Alert Logic® is actively researching a new vulnerability for the Apache Struts Xstream remote code execution (CVE-2017-9805) vulnerability. This critical vulnerability within the Apache Struts RESTful API implementation allows an attacker to craft a request that can lead to full system compromise. This vulnerability can impact users running versions between 2.1.2 – 2.3.x before 2.3.34 and versions of 2.5.x before 2.5.13.

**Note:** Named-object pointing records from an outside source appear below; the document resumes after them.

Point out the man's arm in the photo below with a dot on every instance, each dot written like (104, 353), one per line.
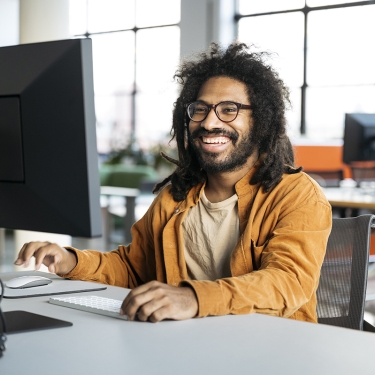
(288, 273)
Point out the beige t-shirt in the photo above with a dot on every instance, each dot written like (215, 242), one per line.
(210, 231)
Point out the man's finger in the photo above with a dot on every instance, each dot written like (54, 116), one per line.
(132, 302)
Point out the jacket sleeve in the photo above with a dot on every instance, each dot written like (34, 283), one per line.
(285, 267)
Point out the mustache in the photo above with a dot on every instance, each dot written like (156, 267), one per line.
(201, 132)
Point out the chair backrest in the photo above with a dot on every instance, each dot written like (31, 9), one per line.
(329, 178)
(341, 293)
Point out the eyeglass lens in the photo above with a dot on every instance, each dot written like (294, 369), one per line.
(225, 111)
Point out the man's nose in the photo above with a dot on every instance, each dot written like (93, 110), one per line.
(211, 121)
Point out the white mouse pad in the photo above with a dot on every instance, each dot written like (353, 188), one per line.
(58, 285)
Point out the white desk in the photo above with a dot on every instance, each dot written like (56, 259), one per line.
(246, 344)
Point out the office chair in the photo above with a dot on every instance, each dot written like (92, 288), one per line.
(341, 292)
(327, 178)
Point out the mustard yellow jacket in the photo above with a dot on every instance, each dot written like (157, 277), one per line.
(275, 265)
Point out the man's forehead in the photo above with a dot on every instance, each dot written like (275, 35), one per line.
(222, 88)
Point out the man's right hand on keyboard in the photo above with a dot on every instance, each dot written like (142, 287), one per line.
(57, 259)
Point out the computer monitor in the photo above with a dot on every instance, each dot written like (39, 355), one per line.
(359, 137)
(49, 178)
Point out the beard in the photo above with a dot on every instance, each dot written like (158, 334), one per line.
(209, 161)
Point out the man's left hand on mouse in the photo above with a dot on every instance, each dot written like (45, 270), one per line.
(157, 301)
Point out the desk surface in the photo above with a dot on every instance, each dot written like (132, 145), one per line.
(97, 344)
(351, 197)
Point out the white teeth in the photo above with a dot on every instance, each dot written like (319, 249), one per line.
(215, 140)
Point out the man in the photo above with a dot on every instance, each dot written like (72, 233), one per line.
(236, 228)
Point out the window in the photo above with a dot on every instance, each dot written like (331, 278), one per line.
(136, 46)
(324, 54)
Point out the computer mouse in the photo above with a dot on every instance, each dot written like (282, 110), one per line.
(23, 282)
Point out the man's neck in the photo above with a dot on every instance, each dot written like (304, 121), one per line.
(221, 186)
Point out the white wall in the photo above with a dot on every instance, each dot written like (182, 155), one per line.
(44, 20)
(206, 21)
(9, 22)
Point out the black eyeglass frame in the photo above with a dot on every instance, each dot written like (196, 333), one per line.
(213, 106)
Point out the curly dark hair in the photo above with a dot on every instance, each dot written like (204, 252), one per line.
(268, 97)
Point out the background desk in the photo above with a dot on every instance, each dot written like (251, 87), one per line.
(217, 345)
(357, 198)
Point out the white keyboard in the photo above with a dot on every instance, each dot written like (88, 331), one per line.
(94, 304)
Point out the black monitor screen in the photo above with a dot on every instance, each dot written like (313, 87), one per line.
(359, 137)
(49, 179)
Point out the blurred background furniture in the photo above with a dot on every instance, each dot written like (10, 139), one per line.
(342, 287)
(121, 189)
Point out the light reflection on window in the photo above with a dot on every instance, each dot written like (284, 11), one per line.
(133, 69)
(263, 6)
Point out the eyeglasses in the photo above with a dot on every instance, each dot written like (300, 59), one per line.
(225, 111)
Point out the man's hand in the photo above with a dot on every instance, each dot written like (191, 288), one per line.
(156, 301)
(56, 258)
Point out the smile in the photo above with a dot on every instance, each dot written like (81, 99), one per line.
(219, 140)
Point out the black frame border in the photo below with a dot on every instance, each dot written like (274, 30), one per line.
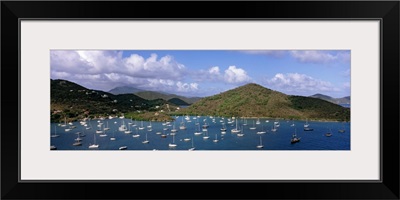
(387, 11)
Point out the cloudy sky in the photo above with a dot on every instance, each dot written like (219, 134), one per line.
(206, 72)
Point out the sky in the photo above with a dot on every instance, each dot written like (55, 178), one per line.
(200, 73)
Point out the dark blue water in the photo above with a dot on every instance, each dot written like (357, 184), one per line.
(279, 140)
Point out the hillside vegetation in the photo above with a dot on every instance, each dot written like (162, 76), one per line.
(253, 100)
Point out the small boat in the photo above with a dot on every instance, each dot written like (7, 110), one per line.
(235, 130)
(55, 135)
(328, 134)
(206, 135)
(113, 137)
(306, 124)
(193, 148)
(173, 142)
(137, 134)
(254, 126)
(262, 130)
(260, 145)
(94, 145)
(216, 138)
(77, 143)
(146, 141)
(294, 139)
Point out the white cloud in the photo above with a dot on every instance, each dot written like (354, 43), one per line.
(299, 84)
(101, 62)
(320, 56)
(274, 53)
(236, 75)
(214, 70)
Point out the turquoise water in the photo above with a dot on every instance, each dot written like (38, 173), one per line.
(279, 140)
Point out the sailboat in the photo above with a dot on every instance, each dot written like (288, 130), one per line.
(137, 134)
(216, 138)
(198, 132)
(241, 134)
(193, 148)
(254, 126)
(262, 130)
(235, 130)
(104, 133)
(341, 130)
(306, 124)
(206, 135)
(141, 126)
(274, 129)
(107, 128)
(173, 130)
(77, 141)
(123, 148)
(182, 126)
(294, 139)
(223, 129)
(55, 135)
(94, 145)
(173, 142)
(146, 141)
(329, 133)
(128, 130)
(65, 122)
(113, 137)
(260, 145)
(122, 127)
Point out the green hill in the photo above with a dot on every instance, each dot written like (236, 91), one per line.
(73, 101)
(124, 90)
(343, 100)
(253, 100)
(150, 95)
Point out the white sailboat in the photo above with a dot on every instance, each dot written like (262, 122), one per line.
(198, 132)
(94, 145)
(241, 134)
(173, 142)
(146, 141)
(137, 133)
(141, 126)
(104, 133)
(260, 145)
(113, 137)
(193, 148)
(206, 135)
(55, 135)
(306, 124)
(254, 126)
(128, 130)
(216, 138)
(262, 130)
(107, 128)
(77, 141)
(235, 130)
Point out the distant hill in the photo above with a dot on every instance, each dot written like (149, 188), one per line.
(343, 100)
(150, 95)
(177, 101)
(124, 90)
(252, 100)
(74, 101)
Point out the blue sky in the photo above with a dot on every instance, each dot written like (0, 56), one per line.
(207, 72)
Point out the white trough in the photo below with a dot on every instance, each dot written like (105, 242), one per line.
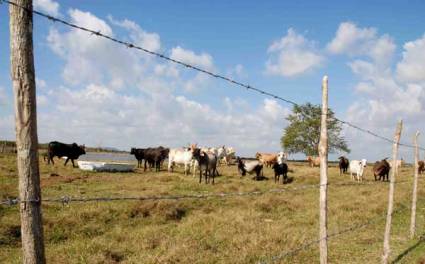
(105, 166)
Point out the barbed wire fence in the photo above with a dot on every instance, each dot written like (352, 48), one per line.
(69, 199)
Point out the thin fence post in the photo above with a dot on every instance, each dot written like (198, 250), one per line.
(415, 188)
(23, 81)
(323, 153)
(393, 173)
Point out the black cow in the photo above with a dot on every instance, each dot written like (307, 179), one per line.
(207, 162)
(381, 169)
(280, 169)
(250, 167)
(70, 151)
(343, 165)
(139, 154)
(155, 156)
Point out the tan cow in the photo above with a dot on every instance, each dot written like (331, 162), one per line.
(267, 159)
(421, 166)
(399, 163)
(313, 161)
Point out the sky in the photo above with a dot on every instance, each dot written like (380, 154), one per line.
(98, 93)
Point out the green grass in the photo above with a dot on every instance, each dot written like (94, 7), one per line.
(214, 230)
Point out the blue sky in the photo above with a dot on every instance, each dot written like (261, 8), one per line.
(98, 93)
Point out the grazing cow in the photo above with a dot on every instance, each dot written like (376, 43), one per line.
(180, 156)
(381, 169)
(314, 161)
(421, 166)
(399, 163)
(155, 156)
(230, 154)
(357, 167)
(207, 162)
(139, 154)
(343, 165)
(250, 167)
(267, 159)
(281, 157)
(70, 151)
(280, 169)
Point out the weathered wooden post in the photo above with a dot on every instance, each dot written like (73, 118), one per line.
(323, 153)
(23, 80)
(394, 170)
(415, 188)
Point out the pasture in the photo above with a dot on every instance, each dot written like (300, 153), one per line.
(215, 230)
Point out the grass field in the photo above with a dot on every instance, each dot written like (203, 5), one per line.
(214, 230)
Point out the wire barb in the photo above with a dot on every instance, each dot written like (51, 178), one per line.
(215, 75)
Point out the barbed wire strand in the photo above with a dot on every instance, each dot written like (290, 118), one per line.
(196, 68)
(310, 243)
(68, 199)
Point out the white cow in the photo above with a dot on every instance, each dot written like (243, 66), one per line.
(230, 154)
(219, 152)
(180, 156)
(357, 167)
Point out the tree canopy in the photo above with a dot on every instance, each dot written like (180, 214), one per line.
(303, 132)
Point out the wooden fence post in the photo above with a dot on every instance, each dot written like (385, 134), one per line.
(415, 188)
(323, 153)
(394, 170)
(23, 80)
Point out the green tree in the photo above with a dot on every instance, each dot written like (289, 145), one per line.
(303, 132)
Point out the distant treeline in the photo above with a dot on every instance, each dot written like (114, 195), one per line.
(8, 146)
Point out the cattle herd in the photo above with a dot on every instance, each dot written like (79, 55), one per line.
(206, 160)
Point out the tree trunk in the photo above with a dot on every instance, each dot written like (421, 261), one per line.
(323, 153)
(23, 80)
(415, 188)
(394, 170)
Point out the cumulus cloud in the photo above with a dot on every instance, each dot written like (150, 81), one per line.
(115, 96)
(172, 120)
(292, 55)
(412, 67)
(381, 98)
(355, 41)
(48, 6)
(202, 60)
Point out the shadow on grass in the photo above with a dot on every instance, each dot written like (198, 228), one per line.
(408, 250)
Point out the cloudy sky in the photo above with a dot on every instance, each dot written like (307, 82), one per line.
(93, 91)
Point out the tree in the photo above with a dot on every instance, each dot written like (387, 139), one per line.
(303, 132)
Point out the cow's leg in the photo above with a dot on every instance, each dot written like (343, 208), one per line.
(214, 171)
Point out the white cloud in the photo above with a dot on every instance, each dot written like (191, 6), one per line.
(48, 6)
(202, 60)
(119, 120)
(382, 99)
(138, 36)
(412, 67)
(292, 55)
(354, 41)
(102, 107)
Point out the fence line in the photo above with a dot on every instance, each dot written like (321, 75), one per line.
(272, 259)
(68, 199)
(193, 67)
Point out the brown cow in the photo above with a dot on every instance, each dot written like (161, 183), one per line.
(267, 159)
(421, 166)
(313, 161)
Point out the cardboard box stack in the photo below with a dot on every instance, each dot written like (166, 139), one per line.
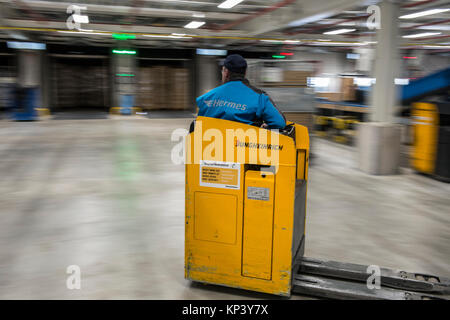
(179, 88)
(163, 87)
(347, 89)
(296, 78)
(145, 89)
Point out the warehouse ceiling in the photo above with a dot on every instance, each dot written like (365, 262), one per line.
(248, 25)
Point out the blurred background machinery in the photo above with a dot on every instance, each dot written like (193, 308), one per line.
(112, 81)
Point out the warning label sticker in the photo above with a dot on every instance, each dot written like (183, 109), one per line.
(257, 193)
(219, 174)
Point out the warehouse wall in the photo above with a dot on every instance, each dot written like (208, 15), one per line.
(331, 65)
(207, 74)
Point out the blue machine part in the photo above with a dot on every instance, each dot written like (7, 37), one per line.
(429, 85)
(126, 103)
(26, 104)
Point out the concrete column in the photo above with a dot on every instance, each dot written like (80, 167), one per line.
(379, 141)
(207, 74)
(387, 62)
(29, 81)
(124, 77)
(29, 69)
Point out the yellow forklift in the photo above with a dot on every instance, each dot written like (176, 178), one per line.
(245, 210)
(430, 117)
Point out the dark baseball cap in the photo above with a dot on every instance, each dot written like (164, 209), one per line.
(235, 63)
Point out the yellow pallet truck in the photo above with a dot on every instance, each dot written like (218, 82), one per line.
(245, 213)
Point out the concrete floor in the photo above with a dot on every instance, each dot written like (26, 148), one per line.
(104, 195)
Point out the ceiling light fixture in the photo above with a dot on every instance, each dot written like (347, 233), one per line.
(229, 4)
(421, 35)
(194, 24)
(423, 13)
(339, 31)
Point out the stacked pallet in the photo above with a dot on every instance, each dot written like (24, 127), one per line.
(145, 89)
(179, 89)
(80, 87)
(163, 87)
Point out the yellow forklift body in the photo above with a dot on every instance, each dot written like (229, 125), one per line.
(425, 130)
(245, 204)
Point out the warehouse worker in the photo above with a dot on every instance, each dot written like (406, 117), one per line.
(237, 100)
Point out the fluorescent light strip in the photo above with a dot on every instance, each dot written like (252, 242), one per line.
(420, 35)
(26, 45)
(173, 36)
(339, 31)
(194, 24)
(80, 19)
(423, 13)
(229, 4)
(84, 32)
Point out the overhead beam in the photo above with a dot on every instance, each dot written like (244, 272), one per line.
(299, 13)
(120, 10)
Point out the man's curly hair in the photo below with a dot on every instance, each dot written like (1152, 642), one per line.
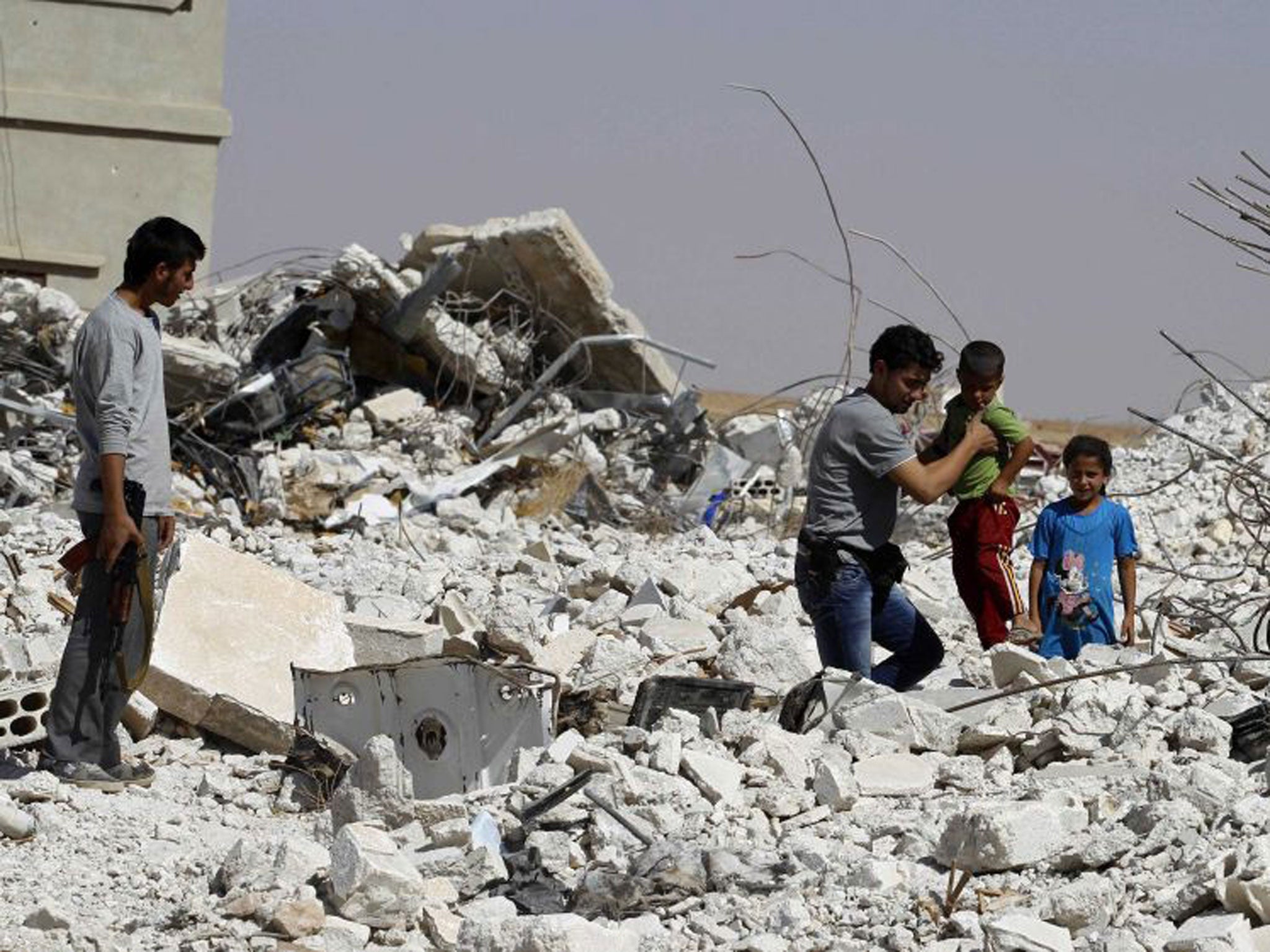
(904, 346)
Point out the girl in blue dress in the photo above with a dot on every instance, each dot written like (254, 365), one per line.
(1073, 546)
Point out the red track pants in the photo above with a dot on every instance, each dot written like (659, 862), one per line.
(982, 535)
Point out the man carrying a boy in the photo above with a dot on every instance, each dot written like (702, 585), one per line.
(848, 568)
(982, 527)
(122, 423)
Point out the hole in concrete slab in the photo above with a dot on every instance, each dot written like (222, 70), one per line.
(431, 736)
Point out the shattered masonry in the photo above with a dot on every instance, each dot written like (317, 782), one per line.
(332, 487)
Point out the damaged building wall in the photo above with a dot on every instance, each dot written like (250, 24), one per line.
(135, 122)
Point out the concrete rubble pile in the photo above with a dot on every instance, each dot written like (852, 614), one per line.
(1124, 813)
(326, 392)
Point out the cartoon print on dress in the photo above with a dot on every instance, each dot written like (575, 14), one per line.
(1075, 606)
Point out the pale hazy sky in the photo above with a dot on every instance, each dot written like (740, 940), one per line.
(1028, 157)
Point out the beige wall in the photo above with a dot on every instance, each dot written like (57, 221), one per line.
(110, 115)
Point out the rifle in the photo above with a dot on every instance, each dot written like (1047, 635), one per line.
(130, 573)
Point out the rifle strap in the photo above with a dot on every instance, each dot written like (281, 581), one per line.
(145, 583)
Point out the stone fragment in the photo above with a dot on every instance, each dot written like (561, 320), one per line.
(894, 776)
(394, 408)
(371, 881)
(1021, 933)
(1212, 933)
(460, 352)
(1010, 660)
(47, 917)
(296, 918)
(1199, 730)
(835, 783)
(666, 753)
(993, 835)
(546, 252)
(774, 653)
(228, 635)
(718, 780)
(378, 788)
(562, 932)
(342, 935)
(677, 637)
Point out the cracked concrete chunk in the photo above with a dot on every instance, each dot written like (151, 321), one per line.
(992, 837)
(893, 776)
(1212, 933)
(1021, 933)
(371, 881)
(229, 631)
(718, 778)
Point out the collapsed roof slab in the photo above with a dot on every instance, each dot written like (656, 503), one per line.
(544, 257)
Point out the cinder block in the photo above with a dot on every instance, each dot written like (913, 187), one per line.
(23, 708)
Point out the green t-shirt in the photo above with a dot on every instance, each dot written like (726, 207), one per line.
(985, 467)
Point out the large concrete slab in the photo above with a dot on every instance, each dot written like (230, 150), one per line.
(544, 257)
(229, 632)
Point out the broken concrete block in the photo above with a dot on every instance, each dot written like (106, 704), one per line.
(1010, 660)
(666, 753)
(993, 835)
(296, 918)
(140, 716)
(371, 881)
(394, 409)
(545, 253)
(460, 352)
(1021, 933)
(893, 776)
(390, 641)
(561, 932)
(340, 935)
(229, 631)
(1081, 904)
(193, 371)
(1212, 933)
(770, 651)
(378, 788)
(676, 637)
(835, 783)
(718, 778)
(1199, 730)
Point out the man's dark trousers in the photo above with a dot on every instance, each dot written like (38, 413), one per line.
(88, 702)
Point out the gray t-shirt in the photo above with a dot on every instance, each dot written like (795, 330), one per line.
(849, 498)
(120, 407)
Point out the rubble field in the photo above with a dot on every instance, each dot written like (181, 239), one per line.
(418, 477)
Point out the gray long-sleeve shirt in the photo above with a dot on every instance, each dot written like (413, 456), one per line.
(120, 407)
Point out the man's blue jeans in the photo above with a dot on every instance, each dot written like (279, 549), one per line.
(849, 619)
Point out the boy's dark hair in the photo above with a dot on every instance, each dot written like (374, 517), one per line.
(1085, 444)
(161, 242)
(904, 346)
(984, 359)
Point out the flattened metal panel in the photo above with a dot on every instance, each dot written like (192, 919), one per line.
(456, 723)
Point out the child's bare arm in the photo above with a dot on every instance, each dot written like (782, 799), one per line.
(1034, 579)
(1019, 456)
(1128, 571)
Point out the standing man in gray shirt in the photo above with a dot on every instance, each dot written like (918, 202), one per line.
(848, 568)
(122, 423)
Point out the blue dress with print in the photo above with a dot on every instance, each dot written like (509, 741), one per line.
(1076, 603)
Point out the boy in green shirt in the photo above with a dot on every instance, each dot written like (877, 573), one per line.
(982, 527)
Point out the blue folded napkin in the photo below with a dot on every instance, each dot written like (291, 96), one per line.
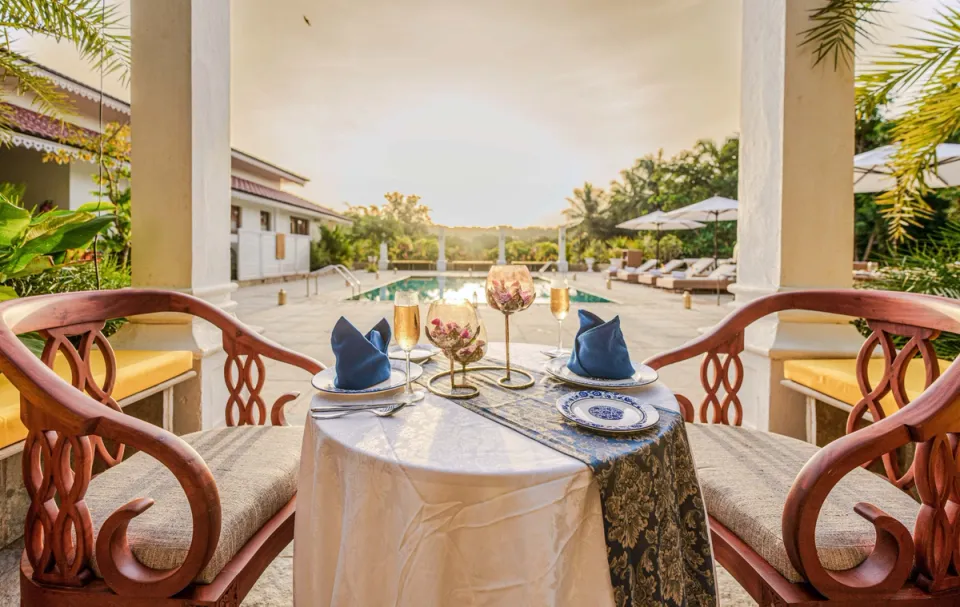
(599, 349)
(361, 359)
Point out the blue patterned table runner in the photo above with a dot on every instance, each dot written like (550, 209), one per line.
(658, 543)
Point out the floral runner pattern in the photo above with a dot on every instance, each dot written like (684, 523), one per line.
(658, 543)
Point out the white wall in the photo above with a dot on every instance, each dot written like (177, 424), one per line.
(45, 180)
(256, 249)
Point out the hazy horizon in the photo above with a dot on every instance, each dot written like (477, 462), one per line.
(491, 112)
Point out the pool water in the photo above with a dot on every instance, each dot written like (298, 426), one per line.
(434, 288)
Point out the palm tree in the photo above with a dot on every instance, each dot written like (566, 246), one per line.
(927, 71)
(91, 26)
(587, 206)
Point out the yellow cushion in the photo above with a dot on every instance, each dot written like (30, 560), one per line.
(137, 370)
(838, 378)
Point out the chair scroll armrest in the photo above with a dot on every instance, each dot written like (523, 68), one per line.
(889, 565)
(244, 373)
(120, 569)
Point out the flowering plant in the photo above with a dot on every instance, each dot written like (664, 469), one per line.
(454, 339)
(508, 298)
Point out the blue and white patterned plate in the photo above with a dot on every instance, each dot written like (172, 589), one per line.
(607, 411)
(323, 380)
(642, 376)
(419, 354)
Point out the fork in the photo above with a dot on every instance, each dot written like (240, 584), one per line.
(385, 411)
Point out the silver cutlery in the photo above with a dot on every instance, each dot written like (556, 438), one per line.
(360, 406)
(381, 410)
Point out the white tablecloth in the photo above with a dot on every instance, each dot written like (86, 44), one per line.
(438, 506)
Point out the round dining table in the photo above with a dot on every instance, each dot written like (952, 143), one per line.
(439, 506)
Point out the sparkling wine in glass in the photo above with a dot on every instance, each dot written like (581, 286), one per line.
(406, 330)
(559, 307)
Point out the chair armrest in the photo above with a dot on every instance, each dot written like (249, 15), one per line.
(63, 423)
(890, 563)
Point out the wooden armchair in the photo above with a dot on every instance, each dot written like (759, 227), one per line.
(799, 525)
(190, 520)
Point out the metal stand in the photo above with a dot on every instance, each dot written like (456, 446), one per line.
(464, 391)
(506, 380)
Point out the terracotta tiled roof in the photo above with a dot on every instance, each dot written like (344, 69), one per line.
(255, 189)
(31, 123)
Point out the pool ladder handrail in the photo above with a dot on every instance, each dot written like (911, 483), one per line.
(352, 281)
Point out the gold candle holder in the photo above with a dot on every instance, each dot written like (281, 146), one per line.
(455, 328)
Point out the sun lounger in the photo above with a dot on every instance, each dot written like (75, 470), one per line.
(631, 274)
(650, 278)
(722, 277)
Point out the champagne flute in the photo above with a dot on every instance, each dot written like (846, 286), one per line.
(406, 330)
(559, 307)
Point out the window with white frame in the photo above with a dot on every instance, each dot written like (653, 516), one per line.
(299, 225)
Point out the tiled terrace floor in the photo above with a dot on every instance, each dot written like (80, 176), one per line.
(652, 321)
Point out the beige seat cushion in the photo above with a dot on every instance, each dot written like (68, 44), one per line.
(746, 475)
(255, 468)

The CVE-2017-9805 vulnerability allows an attacker to embed an OS command within a crafted XML request, which is sent to a listening Apache Struts RESTful API application. Due to a lack of input sanitization, the XML payload is passed to a deserialize function, which will evaluate and execute the crafted, embedded Java process chain to successfully execute the OS commands. While the attacker does not have direct command output response from the target, an attacker can leverage the vulnerability with relative ease to create secondary to a target, such as reverse shell, for further compromise.
Alert Logic Coverage
Both Alert Logic Web Security Manager™ and Alert Logic Web Security Manager Premier™ detect the CVE-2017-9805 vulnerability. If Alert Logic Web Security Manager Premier is in Protect mode, it will also block this vulnerability.
Alert Logic Threat Manager™ has signatures in place to detect this threat, and the Security Operations Center is actively monitoring these signatures to generate incidents for any suspected successful exploit.
Recommendations for Mitigation
Per Apache Struts, the following remediation options are available:
- Upgrade to the latest versions of Apache Struts – 2.3.34 and 2.5.13
- Limit the REST plugin to serve xhtml or JSON responses
- Remove the REST plugin when not used
We will update this section with new information about this Apache Struts vulnerability and related Alert Logic coverage as it becomes available.
09/11/2017: Alert Logic scanning coverage is now available for this vulnerability.